Wednesday, April 19, 2017

Sesame Credit

I am both aghast and intrigued by this new Chinese national game system, known as Sesame Credit.

First, historical context: when Mao took over, he indoctrinated the populace into Communism using an easy to understand media for the masses - comic books. When Deng Xiaoping wanted to convert the nation to Capitalism, he used comics as well. Both instances were among the biggest examples of comics - normally a pop culture fixture - being used for something far larger scale than story telling. In this sense, China adopting game design to reinforce their national message is consistent with past mass education movements. They take what we treat as "fun" in the west and figure out how to use it in a more serious manner.

Second, personal reaction. Yeah, this is horrifying. It decentralizes oppression to the individual level. The centralization of the state's hold on people is always the greatest weakness - they simply can never be efficient enough to suppress everything. This eliminates that bottleneck and does so in a way consistent with Brave New World more than 1984. Instead of a single data stream being broadcast from the government, it turns individual citizens into mini-radio towers that broadcast and enforce the party line.

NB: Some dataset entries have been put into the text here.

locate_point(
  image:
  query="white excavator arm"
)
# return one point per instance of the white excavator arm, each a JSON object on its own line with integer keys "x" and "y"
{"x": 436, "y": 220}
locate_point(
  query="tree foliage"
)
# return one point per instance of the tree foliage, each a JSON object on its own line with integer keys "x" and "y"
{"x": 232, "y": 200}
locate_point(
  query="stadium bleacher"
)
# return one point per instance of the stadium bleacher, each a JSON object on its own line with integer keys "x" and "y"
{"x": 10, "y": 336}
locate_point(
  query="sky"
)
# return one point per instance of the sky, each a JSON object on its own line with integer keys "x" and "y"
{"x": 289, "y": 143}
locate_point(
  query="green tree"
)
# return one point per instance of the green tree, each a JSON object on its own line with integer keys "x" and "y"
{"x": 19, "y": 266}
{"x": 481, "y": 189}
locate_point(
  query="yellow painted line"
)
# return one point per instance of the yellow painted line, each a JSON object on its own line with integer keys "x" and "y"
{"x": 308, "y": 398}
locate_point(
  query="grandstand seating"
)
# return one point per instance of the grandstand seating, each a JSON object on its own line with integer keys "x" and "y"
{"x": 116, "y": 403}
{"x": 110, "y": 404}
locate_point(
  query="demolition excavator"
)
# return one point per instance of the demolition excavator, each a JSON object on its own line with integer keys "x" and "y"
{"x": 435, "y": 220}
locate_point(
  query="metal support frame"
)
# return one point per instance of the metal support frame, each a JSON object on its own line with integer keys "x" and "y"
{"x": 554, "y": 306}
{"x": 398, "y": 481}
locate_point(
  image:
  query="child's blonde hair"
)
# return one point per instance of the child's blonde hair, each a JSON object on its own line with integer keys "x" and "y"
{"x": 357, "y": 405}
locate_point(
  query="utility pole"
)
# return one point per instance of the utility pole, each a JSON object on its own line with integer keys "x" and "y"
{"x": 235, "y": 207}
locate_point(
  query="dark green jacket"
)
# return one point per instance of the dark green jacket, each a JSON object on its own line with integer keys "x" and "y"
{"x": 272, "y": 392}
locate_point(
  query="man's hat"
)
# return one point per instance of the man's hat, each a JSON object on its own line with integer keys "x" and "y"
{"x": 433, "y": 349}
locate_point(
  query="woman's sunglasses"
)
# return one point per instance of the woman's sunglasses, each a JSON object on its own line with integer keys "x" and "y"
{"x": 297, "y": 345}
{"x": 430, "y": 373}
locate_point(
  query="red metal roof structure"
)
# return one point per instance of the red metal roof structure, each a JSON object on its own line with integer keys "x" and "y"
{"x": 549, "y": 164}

Third, and the scariest point: it could easily happen here. We have interconnected data mining on a mass scale, just like China, as well as at least two major online companies willing to work with the government on anything (Google and Facebook). We have a rising tide of people who want echo chamber hug boxes in their friend circles and a demand for exclusionary "safe spaces." It would be child's play for the government to sponsor a gamified site that ranked people based on adherence to being "environmentally friendly" or "socially just" or any of a dozen other dog whistle terms that all translate to "OBEY."

If they wanted to be more low key, have a private company do it, but receive under the table support from the government in choosing what constitutes "good" and "bad" points. They wouldn't have to pass a law saying it's mandatory: just shunt all the data in there whether you want it there or not and refuse to prosecute them. You will participate, even if you object.